秦箐箐又气又怒,难得动了真火。
她能接受儿子们心性狠戾,毕竟基因使然,又耳濡目染,本性难改。
可手足相残,已然越过秦箐箐的底线。
谢无衍满脑子都是“睡睡睡”几个大字,慢吞吞清醒。
他也没有说的那么夸张吧
谢无衍抬起深黑的眼眸,眼瞳深沉冷寂,周身沉凝。
只是片刻,他又缓缓松弛眉眼,淡然安抚:“不过是孩子们寻常的打打闹闹,手足间拌嘴较劲,寻常小事,你何需动怒。”
“小事?”秦箐箐挑眉,怒意更盛,“持刀刺杀也是小事?蓄意害命也是打闹?谢无衍,我没在说笑!”
谢无衍神色平静,慢悠悠开口:“你忘了他们几个的性子?以往不都是这般过来的吗?”
“老大孤僻,心智异于常人,老二偏执,善谋喜乱,老三自幼癫狂,少时便尝尝持刀杀人,当年他们几人同在府中,大打出手、断臂流血、下毒暗算皆是常态,你忘了?”
秦箐箐:“我没忘,但是这次不一样。
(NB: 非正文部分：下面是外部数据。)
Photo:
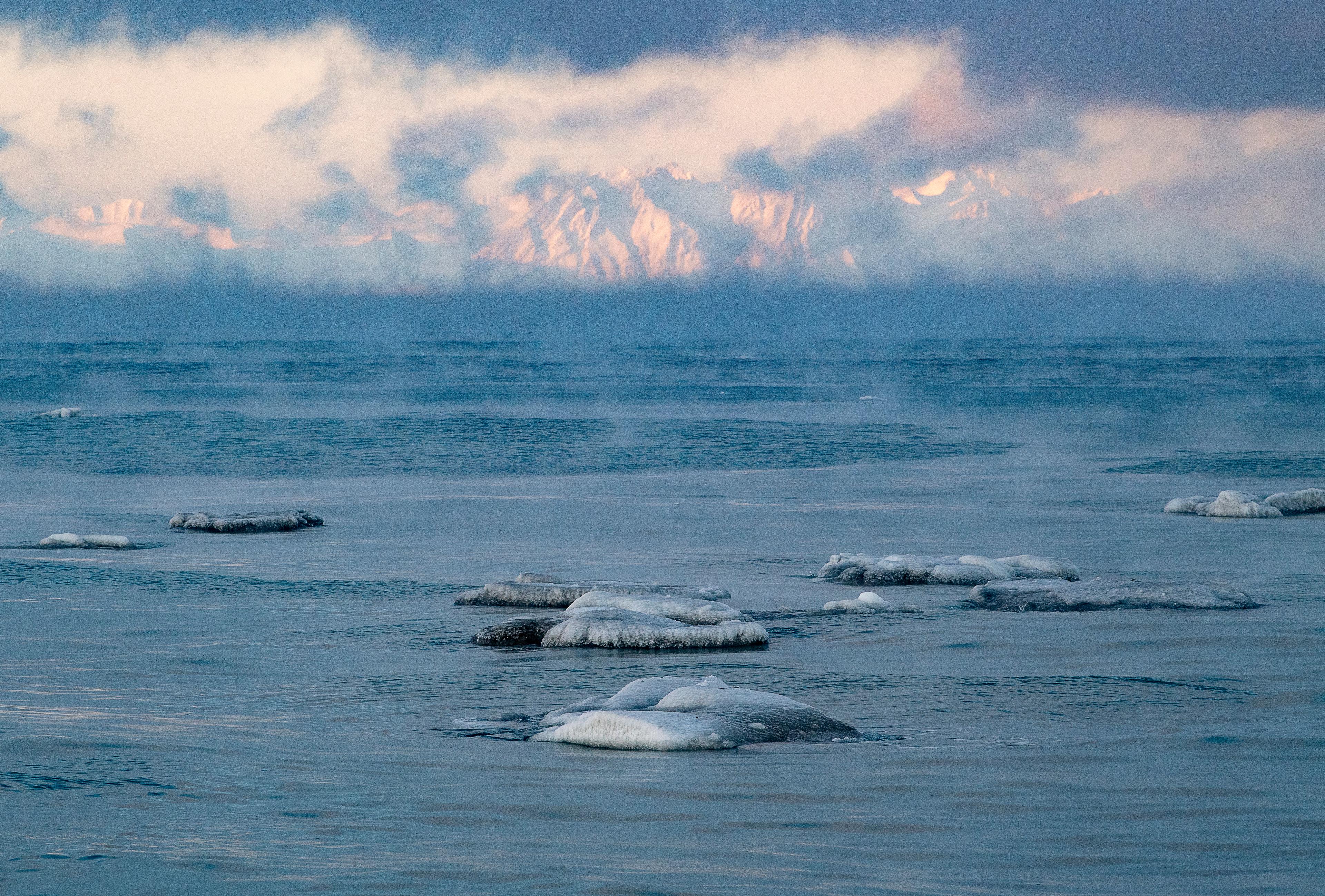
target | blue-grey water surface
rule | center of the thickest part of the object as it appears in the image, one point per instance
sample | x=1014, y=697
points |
x=276, y=713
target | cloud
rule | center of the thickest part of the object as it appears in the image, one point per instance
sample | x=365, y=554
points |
x=317, y=157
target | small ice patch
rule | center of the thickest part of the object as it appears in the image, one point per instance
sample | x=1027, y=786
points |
x=71, y=540
x=689, y=715
x=520, y=631
x=246, y=523
x=524, y=594
x=1246, y=505
x=537, y=590
x=1104, y=594
x=688, y=610
x=626, y=629
x=968, y=569
x=868, y=602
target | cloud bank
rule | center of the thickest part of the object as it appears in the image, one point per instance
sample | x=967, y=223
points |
x=318, y=159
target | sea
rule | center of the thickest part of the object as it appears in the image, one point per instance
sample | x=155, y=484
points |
x=293, y=712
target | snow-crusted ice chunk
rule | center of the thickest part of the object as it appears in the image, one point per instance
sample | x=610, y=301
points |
x=688, y=610
x=687, y=715
x=530, y=593
x=524, y=594
x=516, y=633
x=1227, y=504
x=71, y=540
x=968, y=569
x=1104, y=594
x=870, y=602
x=626, y=629
x=1243, y=504
x=538, y=577
x=1300, y=502
x=246, y=523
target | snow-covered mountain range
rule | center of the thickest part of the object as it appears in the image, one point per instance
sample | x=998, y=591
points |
x=615, y=227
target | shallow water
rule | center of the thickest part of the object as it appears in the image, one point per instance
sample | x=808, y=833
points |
x=277, y=712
”
谢无衍上前,扶住她纤细的腰肢,低声:“四年前,老三与人争斗,直接打断老二一条胳膊还有,三年前,老大还暗中布局,诱毒虫咬伤老三腿脚,叫他卧床半月不起。”
“若非后来咱们将老三、老四送走,分隔四方,这院里怕是日日都有杀伐流血之事。”
秦箐箐欲言。
谢无衍弯腰,额头抵在她的眉心处,哑声询问:“他们二人起了争执,可有受伤流血?”
秦箐箐:“没有。”
“那岂不是很好吗?”
秦箐箐一时语塞,怒气也微微平复。
她自然知晓几个儿子的秉性,只是只是
小雨不同啊!
小雨又不皮糙,也不够肉厚,更没有历经杀伐,也没有百毒不侵的身体!
儿子们内斗不伤根本,可她柔弱单纯的闺女,初来乍到,哪里经得起这般刀尖舔血的算计与刺杀?
“我知晓他们素来相争,可小雨不一样啊!”
秦箐箐顿时清醒,一把将谢无衍推开。
谢无衍捂着头,叹了口气,冷漠地想。
真麻烦
他其实更想说,生死由命。
若是她根本没办法自己活下来,那谁也护不了她。